The XX Factor

The Italian (Boob) Job

If you are young, ambitious, and possessed of a pair of breasts, Italy is evidently a very confusing place to live. On Monday Italian health undersecretary Francesca Martini sent a bill to parliament that would make it illegal for minors to get breast implants . In 2009, La Reppublica reported a survey finding that 14 percent of 16- and 17-year-old girls in Italy are worried about the size of their breasts , and Martini says the number of minors having breast-augmentation surgery, sometimes performed by uncertified practitioners, has increased.

Unless you believe the government should have no say in how parents raise their children, the legislation sounds like a responsible move in a country famous for objectifying women . The problem with the breast augmentation ban is that it targets the young women seeking breast enlargement, not the cultural circumstances that make a 16-year-old girl want to go under the knife.

Thanks to Italian prime minister Silvio Berlusconi, who made his fortune through his media mega-corp Mediaset, the outrageously buxom spokesmodel, or velina, is a fixture of Italian prime time. Turn on the tube in Italy and breasts are everywhere, especially on sports shows and game shows (in addition to the host’s pert mammary equipment, this one also relies on tutus and line-dancing for appeal). On the Internet, of course, it’s even worse. According to Google translator, this is an Internet-only commercial for washing machines [NSFW].

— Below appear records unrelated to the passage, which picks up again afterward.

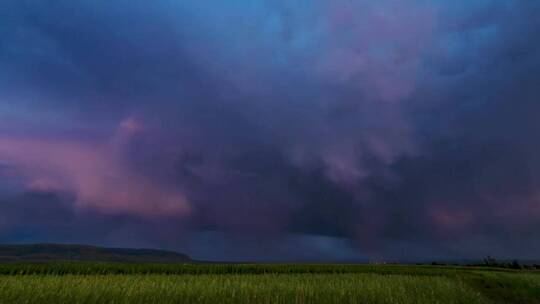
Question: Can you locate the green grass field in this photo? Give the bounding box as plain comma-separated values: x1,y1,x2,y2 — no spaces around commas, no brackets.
0,263,540,304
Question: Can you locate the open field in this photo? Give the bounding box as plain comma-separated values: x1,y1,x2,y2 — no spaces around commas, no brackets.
0,263,540,303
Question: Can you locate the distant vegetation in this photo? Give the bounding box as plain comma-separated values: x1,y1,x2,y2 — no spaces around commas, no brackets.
431,256,540,270
0,244,191,263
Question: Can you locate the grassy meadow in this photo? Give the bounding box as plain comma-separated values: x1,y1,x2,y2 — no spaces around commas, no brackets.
0,263,540,304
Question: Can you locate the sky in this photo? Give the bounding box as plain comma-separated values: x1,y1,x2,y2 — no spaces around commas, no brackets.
0,0,540,261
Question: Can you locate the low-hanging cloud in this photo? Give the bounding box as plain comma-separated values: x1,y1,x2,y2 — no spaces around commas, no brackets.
0,0,540,259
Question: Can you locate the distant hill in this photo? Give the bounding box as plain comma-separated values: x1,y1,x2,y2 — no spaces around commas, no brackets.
0,244,192,263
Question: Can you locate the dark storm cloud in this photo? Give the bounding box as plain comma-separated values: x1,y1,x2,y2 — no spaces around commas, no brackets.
0,0,540,260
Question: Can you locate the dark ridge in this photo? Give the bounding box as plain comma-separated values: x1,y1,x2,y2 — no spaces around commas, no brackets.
0,244,192,263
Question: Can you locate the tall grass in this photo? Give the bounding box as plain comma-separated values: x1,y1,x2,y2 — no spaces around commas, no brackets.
0,274,487,304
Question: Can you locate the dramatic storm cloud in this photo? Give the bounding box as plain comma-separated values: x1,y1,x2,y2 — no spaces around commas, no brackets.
0,0,540,260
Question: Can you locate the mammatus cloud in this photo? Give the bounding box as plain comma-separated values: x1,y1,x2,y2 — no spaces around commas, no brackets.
0,0,540,259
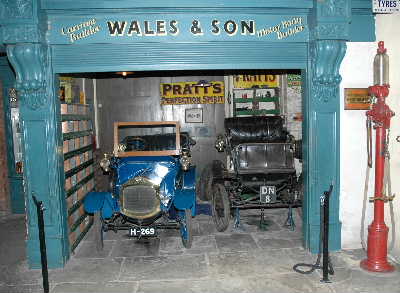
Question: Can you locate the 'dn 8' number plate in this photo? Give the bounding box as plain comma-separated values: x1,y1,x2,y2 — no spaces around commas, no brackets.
260,185,276,203
128,227,156,237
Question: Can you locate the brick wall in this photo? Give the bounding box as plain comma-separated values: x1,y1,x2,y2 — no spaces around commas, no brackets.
0,85,10,212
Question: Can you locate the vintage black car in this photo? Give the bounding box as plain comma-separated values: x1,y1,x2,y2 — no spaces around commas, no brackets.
84,122,196,249
198,116,302,231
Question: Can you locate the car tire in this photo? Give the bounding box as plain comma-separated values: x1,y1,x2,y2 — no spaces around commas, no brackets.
212,183,231,232
180,209,193,248
196,160,225,201
196,164,212,201
93,212,104,252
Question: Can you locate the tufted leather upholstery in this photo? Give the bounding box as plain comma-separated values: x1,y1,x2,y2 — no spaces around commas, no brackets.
225,116,288,146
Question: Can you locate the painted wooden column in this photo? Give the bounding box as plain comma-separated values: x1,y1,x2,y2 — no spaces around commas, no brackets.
7,43,69,267
0,0,69,268
303,0,351,252
0,57,25,214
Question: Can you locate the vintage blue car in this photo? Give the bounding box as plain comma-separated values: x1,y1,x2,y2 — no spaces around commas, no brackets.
84,122,196,249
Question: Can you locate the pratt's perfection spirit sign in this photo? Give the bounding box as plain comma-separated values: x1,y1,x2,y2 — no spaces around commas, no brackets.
49,14,308,44
344,88,371,110
160,81,225,105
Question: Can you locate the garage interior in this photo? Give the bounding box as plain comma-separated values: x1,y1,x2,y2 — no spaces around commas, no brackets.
0,70,398,293
0,0,400,293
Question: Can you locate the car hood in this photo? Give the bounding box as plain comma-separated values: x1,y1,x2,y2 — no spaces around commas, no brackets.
116,156,180,185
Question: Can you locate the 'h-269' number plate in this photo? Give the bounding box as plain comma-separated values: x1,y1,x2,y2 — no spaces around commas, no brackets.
260,185,276,203
128,227,156,237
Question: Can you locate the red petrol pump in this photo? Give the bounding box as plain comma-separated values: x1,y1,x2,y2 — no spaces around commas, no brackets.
360,41,395,272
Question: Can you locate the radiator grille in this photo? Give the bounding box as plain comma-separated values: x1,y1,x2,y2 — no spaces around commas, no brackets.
121,185,160,218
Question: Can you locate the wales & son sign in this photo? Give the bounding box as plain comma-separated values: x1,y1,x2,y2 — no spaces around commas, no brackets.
55,16,308,43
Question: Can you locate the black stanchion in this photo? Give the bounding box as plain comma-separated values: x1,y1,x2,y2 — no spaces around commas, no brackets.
293,185,334,283
32,195,49,293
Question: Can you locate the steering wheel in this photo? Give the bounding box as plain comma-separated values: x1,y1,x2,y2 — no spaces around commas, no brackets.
127,137,147,151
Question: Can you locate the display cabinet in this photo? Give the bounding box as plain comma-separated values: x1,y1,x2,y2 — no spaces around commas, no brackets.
61,84,94,252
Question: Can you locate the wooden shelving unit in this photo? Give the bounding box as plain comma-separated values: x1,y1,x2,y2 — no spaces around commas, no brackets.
61,104,94,252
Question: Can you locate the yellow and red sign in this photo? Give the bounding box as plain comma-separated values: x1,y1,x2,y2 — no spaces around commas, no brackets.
160,81,225,105
233,74,279,89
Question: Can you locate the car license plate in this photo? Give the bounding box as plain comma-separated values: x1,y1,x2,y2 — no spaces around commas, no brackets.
260,185,276,203
128,227,156,237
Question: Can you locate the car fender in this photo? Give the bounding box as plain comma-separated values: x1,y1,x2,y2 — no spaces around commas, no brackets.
183,167,196,190
173,189,196,217
83,191,120,219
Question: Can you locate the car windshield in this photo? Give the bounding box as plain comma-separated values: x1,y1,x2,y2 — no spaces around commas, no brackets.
114,122,190,156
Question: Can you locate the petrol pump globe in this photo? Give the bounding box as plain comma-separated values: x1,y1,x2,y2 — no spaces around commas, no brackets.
374,41,389,86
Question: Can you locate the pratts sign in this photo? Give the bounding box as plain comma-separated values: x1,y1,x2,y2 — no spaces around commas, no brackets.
49,15,308,44
160,81,225,105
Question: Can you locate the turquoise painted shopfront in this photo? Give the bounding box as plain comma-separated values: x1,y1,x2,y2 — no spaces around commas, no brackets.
0,0,375,267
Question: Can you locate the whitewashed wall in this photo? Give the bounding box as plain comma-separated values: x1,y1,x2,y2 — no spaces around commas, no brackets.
340,43,376,248
340,14,400,260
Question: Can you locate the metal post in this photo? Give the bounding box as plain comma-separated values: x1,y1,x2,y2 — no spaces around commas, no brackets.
32,195,49,293
321,185,333,283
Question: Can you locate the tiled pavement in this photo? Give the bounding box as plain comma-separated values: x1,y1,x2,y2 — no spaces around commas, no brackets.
0,210,400,293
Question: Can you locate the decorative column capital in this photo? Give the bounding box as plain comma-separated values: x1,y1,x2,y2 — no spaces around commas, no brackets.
0,0,47,44
311,0,351,40
7,44,48,110
310,40,346,103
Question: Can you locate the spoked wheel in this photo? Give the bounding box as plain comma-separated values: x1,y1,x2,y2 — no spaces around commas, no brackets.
179,209,193,248
212,183,231,232
93,212,104,251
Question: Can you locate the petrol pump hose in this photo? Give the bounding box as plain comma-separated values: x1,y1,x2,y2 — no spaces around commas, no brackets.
360,123,396,252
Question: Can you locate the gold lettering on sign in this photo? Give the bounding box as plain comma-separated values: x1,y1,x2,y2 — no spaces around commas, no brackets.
61,18,100,43
257,17,305,40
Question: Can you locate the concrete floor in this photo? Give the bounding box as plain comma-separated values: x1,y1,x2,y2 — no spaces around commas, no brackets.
0,210,400,293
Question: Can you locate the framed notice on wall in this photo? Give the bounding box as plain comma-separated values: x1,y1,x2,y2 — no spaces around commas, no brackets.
185,108,203,123
344,88,372,110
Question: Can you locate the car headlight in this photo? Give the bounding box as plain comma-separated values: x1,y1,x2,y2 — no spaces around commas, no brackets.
215,134,226,153
158,190,170,206
179,150,192,171
100,154,111,172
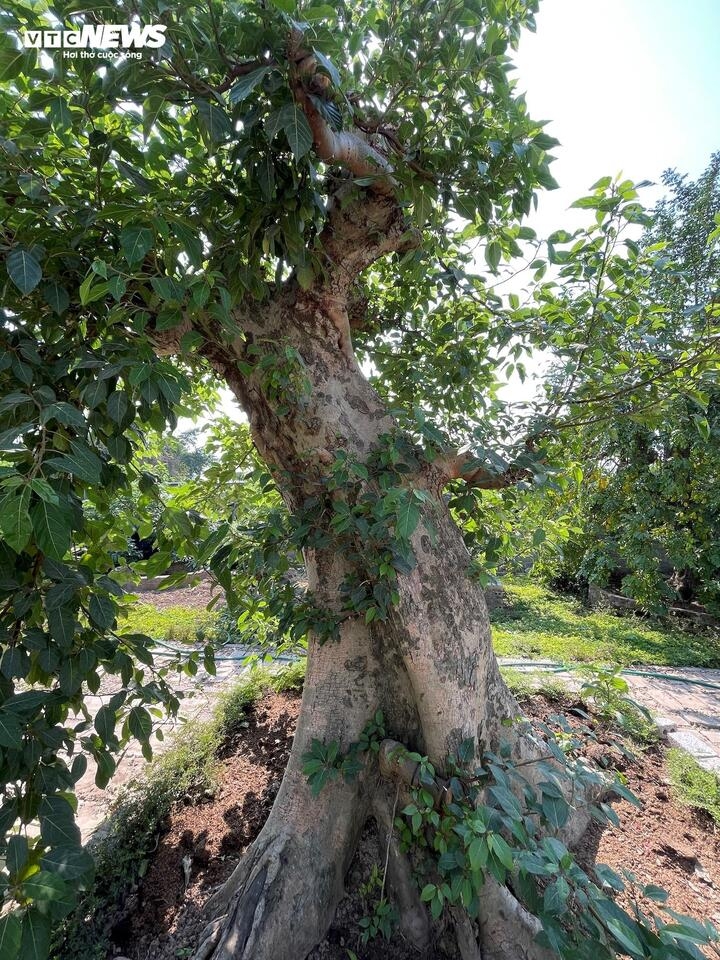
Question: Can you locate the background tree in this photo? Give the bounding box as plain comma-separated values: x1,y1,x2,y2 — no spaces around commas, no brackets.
506,154,720,610
0,0,717,960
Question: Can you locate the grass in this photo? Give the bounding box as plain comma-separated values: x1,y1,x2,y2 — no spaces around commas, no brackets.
666,748,720,826
121,603,218,643
51,661,305,960
490,582,720,667
500,667,568,700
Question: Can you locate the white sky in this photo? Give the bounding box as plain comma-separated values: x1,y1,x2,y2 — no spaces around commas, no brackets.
515,0,720,234
181,0,720,429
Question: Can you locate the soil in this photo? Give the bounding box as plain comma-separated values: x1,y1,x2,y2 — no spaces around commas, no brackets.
131,572,219,610
108,694,720,960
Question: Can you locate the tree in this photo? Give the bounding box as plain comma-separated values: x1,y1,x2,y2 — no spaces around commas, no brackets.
512,154,720,609
0,0,717,960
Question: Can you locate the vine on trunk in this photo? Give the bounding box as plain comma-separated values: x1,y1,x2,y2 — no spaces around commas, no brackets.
304,711,720,960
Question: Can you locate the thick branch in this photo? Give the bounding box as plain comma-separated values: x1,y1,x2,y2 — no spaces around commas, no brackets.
433,450,531,490
288,43,397,197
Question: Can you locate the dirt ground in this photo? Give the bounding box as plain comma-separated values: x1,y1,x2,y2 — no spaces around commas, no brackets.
107,694,720,960
131,572,219,610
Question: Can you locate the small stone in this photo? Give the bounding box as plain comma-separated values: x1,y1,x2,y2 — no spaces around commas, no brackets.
655,717,677,737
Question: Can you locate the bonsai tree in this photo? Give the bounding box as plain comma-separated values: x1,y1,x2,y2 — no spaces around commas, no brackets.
0,0,717,960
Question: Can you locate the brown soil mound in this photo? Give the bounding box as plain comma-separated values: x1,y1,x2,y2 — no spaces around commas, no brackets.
113,694,720,960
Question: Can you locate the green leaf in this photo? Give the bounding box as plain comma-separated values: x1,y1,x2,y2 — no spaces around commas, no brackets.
5,247,42,296
0,713,22,750
395,498,420,540
228,66,273,106
47,440,102,486
48,607,77,650
313,48,340,90
605,919,645,957
128,707,152,741
40,797,80,847
107,390,130,424
89,593,117,630
95,704,117,743
468,837,488,873
485,240,502,273
120,226,154,267
21,870,68,900
30,497,72,560
40,847,95,880
0,487,32,553
0,32,35,83
0,913,21,960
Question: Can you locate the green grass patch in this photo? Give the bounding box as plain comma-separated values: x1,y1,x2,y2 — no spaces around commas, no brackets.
500,667,568,700
51,660,305,960
490,582,720,667
120,603,218,643
665,748,720,826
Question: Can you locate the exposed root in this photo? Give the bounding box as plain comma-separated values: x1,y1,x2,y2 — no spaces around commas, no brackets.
480,877,555,960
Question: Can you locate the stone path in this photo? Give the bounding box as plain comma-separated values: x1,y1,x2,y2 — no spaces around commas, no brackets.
77,646,720,840
500,657,720,775
76,644,247,842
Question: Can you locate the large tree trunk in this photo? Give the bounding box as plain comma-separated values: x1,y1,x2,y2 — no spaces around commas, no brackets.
158,195,592,960
183,278,564,960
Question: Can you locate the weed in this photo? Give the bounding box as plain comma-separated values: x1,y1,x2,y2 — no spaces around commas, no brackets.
51,662,304,960
666,748,720,826
580,666,659,743
358,863,399,944
122,603,218,643
490,581,720,667
500,667,568,700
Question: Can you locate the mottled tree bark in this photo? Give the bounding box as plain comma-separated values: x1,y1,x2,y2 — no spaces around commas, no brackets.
176,197,584,960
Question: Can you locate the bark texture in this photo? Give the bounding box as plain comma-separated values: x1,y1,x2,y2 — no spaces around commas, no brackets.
179,196,584,960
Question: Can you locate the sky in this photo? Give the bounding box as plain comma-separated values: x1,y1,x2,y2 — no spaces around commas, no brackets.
186,0,720,429
514,0,720,234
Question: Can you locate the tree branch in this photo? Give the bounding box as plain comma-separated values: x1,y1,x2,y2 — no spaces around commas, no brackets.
433,450,532,490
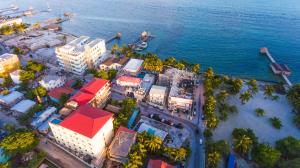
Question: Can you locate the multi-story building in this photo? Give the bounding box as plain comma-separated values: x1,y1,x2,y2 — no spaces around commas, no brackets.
0,17,22,28
49,104,114,158
55,36,106,75
149,85,167,106
0,53,20,76
67,78,110,108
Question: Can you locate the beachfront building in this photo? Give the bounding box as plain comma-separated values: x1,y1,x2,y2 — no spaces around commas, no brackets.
149,85,167,106
116,75,142,88
99,56,129,71
123,58,144,76
39,75,66,90
10,99,36,116
0,17,22,28
49,105,114,157
9,69,23,85
67,78,110,108
147,159,175,168
55,36,106,75
0,53,20,76
108,126,137,163
0,91,24,107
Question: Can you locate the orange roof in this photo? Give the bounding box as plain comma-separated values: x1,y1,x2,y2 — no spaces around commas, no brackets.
70,78,109,105
147,159,175,168
59,104,113,138
48,87,74,99
117,76,142,83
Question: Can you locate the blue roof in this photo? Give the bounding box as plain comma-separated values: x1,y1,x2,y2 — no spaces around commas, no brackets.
127,108,139,129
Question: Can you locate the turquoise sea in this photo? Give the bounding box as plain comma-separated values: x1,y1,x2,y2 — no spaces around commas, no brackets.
0,0,300,82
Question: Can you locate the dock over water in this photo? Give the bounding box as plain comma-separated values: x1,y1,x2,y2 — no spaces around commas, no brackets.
260,47,293,86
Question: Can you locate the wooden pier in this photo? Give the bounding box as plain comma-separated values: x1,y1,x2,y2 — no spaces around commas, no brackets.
260,47,293,86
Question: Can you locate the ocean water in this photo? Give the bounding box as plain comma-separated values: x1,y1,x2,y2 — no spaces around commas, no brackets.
0,0,300,82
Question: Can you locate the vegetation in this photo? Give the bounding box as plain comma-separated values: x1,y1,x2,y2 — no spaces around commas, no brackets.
25,61,45,72
19,104,44,125
269,117,282,129
255,108,265,117
0,131,39,155
113,98,136,130
252,144,281,168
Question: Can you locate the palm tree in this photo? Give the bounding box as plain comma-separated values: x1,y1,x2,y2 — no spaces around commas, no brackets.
234,135,253,154
145,136,162,152
264,85,274,97
174,148,187,161
207,151,221,168
240,90,252,104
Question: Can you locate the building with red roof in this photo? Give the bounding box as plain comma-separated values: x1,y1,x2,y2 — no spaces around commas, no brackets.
69,78,110,106
147,159,175,168
49,104,113,157
117,75,142,87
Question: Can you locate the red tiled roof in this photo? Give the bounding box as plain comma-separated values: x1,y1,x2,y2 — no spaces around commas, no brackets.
59,104,113,138
70,78,109,105
117,76,142,83
116,126,136,134
48,87,74,99
147,159,175,168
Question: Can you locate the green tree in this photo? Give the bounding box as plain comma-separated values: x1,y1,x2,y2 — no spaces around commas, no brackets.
163,57,176,67
255,108,265,117
234,135,253,155
276,136,300,159
252,144,281,168
269,117,282,129
207,151,221,168
192,64,200,74
0,132,39,155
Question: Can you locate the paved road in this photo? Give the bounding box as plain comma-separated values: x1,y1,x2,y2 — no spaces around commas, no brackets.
38,138,88,168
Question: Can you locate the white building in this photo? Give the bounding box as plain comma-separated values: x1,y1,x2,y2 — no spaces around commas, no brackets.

But it’s not just the promise of attention, money, and B-list celebrity that lures young Italian women to get boob jobs. As Carla Power wrote in Time last November, Berlusconi has turned fielding former showgirls as candidates for government office into a major political strategy, a tactic that has come under criticism , but thus far has won his party plenty of seats. That’s convincing evidence that, in Italy, a great rack helps propel a political career, and perhaps give you an advantage in other highly competitive fields. As though to underscore the point, Mediaset is producing an Italian version of the Colombian telenovela Sin Tetas No Hay Paraiso (“Without Breasts There Is No Paradise”) about a young woman determined to get breast implants as a way to lift herself out of poverty.

What’s really scary is that this whole pull-yourself-up-by-your-bra-straps message could be construed as some warped brand of feminism. In the United States, the rare glimpse of a politician’s cleavage becomes a national issue (and puppet cleavage provokes outright censorship). Italy, on the other hand, elects women whose female parts are out front-and-center. Finally, a country that allows openly sexual women to legislate! And who’s to say that a “showgirl” doesn’t have the brains to run a government? Several of those former beauty queens and exotic dancers were successful businesswomen before Team Berlusconi recruited them.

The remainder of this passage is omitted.